Arnold Lobol writes a cautionary tale about a housefly who one day wakes up to see all the dirt in his house.  He diligently begins sweeping.  When he pushes the pile over the threshold, he notices the dirt on his front path, and then on the road.  He’s a good way down the road when Grasshopper comes along and inquires what he’s doing.  Poor Housefly; he’s taken on cleaning up the world.

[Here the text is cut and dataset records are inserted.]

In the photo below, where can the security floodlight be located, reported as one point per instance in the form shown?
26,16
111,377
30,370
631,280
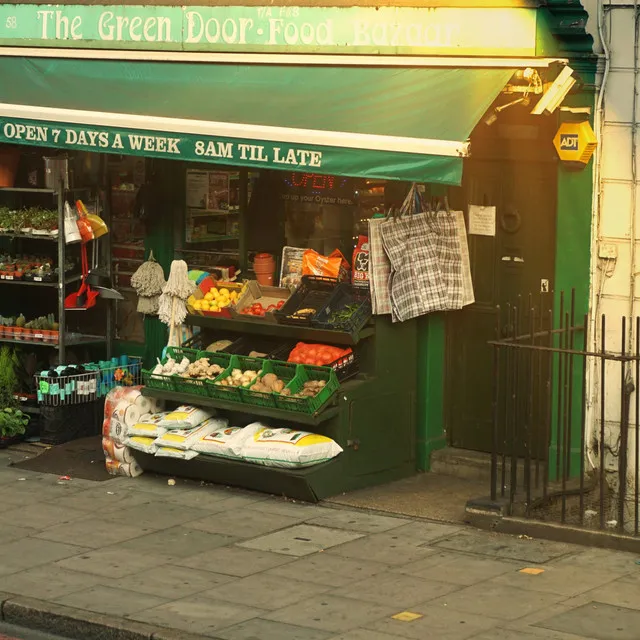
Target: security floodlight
556,93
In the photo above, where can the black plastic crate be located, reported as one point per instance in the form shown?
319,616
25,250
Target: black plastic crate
244,345
313,293
344,296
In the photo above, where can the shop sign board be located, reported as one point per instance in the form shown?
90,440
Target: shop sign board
575,142
243,29
240,152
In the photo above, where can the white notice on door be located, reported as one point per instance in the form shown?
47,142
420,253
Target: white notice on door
482,220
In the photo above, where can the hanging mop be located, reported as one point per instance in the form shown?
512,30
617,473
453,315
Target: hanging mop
148,282
173,308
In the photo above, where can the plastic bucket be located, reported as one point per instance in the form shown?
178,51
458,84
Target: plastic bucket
264,266
9,160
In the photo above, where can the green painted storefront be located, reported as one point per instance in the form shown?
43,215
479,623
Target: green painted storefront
183,91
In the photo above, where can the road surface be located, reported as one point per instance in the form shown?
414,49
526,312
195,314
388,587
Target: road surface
9,632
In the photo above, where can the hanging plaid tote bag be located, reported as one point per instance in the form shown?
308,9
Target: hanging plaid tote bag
416,282
449,251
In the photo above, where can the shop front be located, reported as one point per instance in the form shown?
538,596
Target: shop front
221,133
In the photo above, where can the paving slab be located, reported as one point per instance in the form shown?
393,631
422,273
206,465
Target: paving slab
598,621
258,629
40,516
503,546
293,508
364,634
354,521
156,515
564,580
198,615
105,499
329,570
70,622
265,592
175,542
110,601
9,533
437,622
620,562
301,540
171,582
498,601
616,593
93,532
529,634
386,548
49,582
396,590
427,531
211,500
243,523
331,613
235,561
110,562
31,552
459,569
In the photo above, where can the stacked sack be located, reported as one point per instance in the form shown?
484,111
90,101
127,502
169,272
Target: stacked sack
123,408
171,434
189,431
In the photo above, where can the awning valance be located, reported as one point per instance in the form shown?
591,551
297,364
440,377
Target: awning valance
407,124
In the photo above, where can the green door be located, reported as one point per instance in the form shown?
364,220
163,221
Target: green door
517,261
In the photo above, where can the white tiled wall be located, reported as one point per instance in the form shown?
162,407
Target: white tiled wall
617,281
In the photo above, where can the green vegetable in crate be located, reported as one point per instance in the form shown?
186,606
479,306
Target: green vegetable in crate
343,315
269,383
239,378
203,369
171,367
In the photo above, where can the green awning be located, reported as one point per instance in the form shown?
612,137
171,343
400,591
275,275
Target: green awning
394,123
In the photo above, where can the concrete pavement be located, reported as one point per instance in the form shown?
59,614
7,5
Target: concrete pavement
186,561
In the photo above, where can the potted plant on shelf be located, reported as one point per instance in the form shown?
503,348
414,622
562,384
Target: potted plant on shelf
6,219
45,222
13,422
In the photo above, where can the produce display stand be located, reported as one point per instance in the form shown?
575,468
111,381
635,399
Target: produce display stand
65,339
372,416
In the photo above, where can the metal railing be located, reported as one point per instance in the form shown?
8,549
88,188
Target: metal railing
566,441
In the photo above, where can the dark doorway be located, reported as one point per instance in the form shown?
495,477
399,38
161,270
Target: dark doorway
513,169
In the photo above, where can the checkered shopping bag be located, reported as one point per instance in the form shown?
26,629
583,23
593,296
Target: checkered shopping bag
379,270
444,224
416,281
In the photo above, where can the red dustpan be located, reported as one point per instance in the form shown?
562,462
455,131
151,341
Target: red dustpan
85,297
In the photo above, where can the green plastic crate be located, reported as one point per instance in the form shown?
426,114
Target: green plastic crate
286,371
155,381
222,392
164,382
304,373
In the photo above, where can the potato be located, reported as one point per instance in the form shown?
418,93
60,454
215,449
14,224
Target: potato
269,379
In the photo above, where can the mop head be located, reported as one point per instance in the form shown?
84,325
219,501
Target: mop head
149,305
148,280
172,308
178,284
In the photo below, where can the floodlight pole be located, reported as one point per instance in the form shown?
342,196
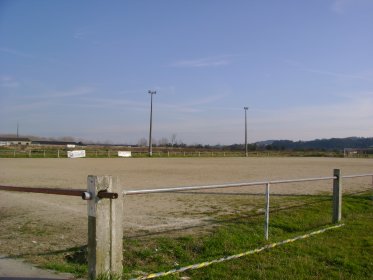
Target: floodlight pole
246,152
151,116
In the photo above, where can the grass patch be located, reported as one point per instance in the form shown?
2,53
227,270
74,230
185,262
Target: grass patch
344,253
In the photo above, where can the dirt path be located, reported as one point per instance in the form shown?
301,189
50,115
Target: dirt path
18,270
36,223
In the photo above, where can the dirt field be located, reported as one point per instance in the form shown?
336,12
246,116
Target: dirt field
41,223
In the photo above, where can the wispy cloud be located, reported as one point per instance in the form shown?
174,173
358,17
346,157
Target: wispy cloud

I am that housefly.  Not that I’m a compulsive cleaner—far from it.  But I can’t look around me without seeing what needs to be done.  A moment spent admiring the (glorious) flower garden with Gwyn turns into a to-do list:  weeding, transplanting, pruning, seeding.  Cleaning the kitchen after dinner, I’m acutely aware of all I’m not cleaning:  the grease on the kettle, the spills in the refrigerator.  Clearing out my email, I berate myself for not writing to my senator to stop the Keystone pipeline or to the Security and Exchange Commission to make public the disparity between CEO- and worker-income.  I have trouble living in an incomplete world.

Oddly enough, the one arena where I feel peaceful and even passionate about incompletion is in writing.  I advocate revision; I’m the spokesperson for the slow evolution of creative work.  As Mark Doty writes, “the longer we can stay in the state of uncertainty, of unfolding possibility, the better.”  In other words, to be a fully engaged creator, we have to cultivate an enormous tolerance for incompletion.  We must see what we’ve done as well as what can be done—with equanimity, with a peaceful heart.

Most of the time, I’m halfway down the street with a broom before I realize this isn’t how I want to live.  Each day is a new creation, as is a home and work and this society we all participate in making.  My prayer is that we might learn to thrive in the midst of a messy, beautiful becoming.